Texas Beef Council

Grilled Asian Beef Steak & Summer Squash Steaks

Servings
   Serves 6

Prep Time
   15 minutes

Refrigerate
   6 hours to overnight

Cook Time
   15 minutes

Cooking Methods
   Grilling
   Broiling

Beef Type
   Flank


Ingredients

  • 1 flank or skirt steak (about 1 1/2 lbs.)
  • 3 medium zucchini or yellow squash, cut lenghtwise in half
  • 1 tsp. vegetable oil
  • salt and pepper

Sesame-soy Marinade

  • 1/4 cup soy sauce
  • 1/4 cup finely chopped green onions
  • 2 Tbsp. water
  • 2 Tbsp. packed brown sugar
  • 1 1/2 Tbsp. dark sesame oil
  • 1 tsp. minced garlic
  • 1 tsp. minced fresh ginger
  • 1/4 tsp. pepper

Instructions

Combine all marinade ingredients in small bowl; stir until sugar is dissolved.

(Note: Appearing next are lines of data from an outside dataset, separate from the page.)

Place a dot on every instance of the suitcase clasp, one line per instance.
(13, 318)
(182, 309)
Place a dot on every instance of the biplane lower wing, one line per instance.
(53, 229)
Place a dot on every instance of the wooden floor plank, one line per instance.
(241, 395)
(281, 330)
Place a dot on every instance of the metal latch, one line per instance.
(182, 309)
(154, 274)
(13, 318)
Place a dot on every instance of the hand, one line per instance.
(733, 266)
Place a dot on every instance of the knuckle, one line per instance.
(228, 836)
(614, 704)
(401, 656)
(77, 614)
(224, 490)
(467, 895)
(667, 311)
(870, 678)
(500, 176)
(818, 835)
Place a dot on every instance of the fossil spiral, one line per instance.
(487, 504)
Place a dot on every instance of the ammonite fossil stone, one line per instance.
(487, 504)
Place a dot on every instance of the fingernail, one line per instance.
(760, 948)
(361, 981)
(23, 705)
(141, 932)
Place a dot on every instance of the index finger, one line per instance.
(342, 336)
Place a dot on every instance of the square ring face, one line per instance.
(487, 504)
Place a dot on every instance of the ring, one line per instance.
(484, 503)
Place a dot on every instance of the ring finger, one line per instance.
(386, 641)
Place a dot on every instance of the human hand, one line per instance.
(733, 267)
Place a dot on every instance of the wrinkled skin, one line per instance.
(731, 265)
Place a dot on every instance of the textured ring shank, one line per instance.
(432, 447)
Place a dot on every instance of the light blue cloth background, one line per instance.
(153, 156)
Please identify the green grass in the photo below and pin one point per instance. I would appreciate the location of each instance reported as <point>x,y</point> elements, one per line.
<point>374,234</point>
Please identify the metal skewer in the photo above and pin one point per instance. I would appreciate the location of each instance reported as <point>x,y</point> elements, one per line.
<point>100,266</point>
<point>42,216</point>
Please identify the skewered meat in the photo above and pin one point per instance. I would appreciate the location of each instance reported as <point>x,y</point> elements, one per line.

Reserve 1/4 cup marinade. Place beef steak and remaining marinade in sealable plastic bag; turn to coat. Marinate in refrigerator 6 hours to overnight, turning occasionally.

Remove steak from marinade; discarding marinade. Brush squash lightly with oil; sprinkle with salt and pepper, as desired.

Place steak and squash on grid over medium, ash-covered coals. Grill flank steak, uncovered, 17 to 21 minutes (skirt steak 10 to 13 minutes) for medium rare to medium doneness, turning occasionally. Grill squash 15 minutes or until tender, turning occasionally.

Place reserved marinade in small saucepan; heat until hot. Carve steak across the grain into thin slices; spoon hot reserved marinade over beef. Serve with squash.